The Hummingbird Whisperer

They’re tiny and they hover, and they’re one of only three groups of birds that are vocal learners. They sing with their mouths andtheir feathers. No wonder UC Riverside researcher Chris Clark is obsessed with hummingbirds.
By Jason G. Goldman | Alta Online |

ALTA ONLINE - When I was a kid, teaching myself to bird-watch, I would go out to the arboretum, and I found this one Anna’s hummingbird holding a territory.” Ornithologist Chris Clark’s obsession with hummingbirds like the red-crowned Anna’s began with repeated visits to the University of Washington’s arboretum, in Seattle, at the age of 14. Though he didn’t yet know that the tiny, fast-flying birds would form the basis of his professional life, he quickly became enamored with them. “I would go out every day to check on that bird.”

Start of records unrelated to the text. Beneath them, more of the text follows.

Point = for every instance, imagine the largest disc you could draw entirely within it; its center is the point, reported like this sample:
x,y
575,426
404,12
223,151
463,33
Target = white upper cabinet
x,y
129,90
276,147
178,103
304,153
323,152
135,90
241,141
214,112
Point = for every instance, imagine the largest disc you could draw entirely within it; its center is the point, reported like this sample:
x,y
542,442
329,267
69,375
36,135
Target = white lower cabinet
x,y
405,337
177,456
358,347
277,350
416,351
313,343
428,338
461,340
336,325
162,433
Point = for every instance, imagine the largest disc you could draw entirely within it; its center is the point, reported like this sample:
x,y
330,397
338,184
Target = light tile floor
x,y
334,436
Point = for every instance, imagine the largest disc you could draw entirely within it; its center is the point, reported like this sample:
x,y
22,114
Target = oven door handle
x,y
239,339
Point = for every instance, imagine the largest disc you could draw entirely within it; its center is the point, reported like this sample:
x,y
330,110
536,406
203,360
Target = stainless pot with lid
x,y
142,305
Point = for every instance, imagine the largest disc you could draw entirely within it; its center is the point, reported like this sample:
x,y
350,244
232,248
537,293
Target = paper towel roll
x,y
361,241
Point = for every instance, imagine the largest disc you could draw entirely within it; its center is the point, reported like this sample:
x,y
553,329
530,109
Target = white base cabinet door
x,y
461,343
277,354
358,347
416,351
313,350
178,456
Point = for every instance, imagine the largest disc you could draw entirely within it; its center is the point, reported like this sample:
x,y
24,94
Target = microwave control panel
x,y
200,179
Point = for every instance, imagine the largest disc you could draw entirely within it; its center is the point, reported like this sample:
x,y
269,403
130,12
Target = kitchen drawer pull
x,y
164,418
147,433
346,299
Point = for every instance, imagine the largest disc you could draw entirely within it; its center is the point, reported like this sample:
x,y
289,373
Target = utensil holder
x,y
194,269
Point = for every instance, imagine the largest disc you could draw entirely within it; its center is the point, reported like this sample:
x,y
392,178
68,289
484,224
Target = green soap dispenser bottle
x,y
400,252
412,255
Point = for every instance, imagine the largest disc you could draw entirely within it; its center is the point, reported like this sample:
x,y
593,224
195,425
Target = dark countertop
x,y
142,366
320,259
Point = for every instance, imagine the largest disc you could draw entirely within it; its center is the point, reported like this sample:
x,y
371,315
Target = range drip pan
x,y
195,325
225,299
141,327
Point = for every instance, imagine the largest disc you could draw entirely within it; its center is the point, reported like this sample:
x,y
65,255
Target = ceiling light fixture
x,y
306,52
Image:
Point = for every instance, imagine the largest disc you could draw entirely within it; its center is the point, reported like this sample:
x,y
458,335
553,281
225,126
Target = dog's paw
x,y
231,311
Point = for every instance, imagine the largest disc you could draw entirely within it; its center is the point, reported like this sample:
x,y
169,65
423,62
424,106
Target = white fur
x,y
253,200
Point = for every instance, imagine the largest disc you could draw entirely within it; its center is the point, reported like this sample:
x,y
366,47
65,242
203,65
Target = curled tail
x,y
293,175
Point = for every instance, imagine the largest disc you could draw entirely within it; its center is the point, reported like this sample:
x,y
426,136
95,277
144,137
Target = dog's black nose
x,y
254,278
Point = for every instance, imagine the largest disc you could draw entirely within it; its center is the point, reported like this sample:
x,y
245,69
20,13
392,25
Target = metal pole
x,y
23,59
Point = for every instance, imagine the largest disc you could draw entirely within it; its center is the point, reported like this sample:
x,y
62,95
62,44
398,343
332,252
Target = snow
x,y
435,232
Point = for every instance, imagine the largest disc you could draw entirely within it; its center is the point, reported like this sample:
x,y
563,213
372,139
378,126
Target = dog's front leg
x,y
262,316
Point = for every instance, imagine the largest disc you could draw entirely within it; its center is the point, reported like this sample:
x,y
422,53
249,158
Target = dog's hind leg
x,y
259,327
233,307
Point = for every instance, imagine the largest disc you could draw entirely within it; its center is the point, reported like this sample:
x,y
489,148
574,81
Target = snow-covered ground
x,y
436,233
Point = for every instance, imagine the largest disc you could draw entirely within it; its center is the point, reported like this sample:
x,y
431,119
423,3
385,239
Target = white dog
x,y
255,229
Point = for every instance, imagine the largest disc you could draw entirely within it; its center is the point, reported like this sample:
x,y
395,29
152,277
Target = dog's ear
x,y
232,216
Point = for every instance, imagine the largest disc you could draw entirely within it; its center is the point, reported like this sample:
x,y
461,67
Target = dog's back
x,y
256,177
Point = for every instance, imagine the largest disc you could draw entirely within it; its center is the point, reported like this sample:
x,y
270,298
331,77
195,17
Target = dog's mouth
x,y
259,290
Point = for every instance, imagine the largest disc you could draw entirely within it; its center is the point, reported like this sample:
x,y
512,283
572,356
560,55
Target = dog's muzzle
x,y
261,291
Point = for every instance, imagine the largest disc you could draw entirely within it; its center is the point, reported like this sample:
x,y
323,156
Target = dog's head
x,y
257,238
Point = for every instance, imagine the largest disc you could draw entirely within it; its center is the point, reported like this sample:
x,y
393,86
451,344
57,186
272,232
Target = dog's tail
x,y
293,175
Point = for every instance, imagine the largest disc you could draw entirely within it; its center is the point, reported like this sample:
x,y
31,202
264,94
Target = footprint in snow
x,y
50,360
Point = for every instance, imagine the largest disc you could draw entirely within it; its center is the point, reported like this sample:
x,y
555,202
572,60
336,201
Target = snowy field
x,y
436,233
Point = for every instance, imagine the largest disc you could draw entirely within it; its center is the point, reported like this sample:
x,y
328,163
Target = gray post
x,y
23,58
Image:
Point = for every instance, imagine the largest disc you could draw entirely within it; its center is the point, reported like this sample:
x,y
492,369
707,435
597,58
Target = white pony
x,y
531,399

Fast-forward to 2019. Clark strolls across the campus at UC Riverside, where he has been a professor of biology for the past six years. The springtime sun is shining as a gentle breeze blows from the west. The predominant sound is traffic, but if you close your eyes and ignore the din of nearby I-215, you can just about hear the stits and tyuks produced by the hummingbirds as they flit among the carefully landscaped hedges and shrubs, going about their business of wooing mates and claiming territories.

“As far as hummingbirds and hummingbird biology goes, this is one of the best campuses in the world,” he says just before spotting an Allen’s hummingbird resting atop a flowering Cape honeysuckle rooted in a planter between a parking lot and the psychology building.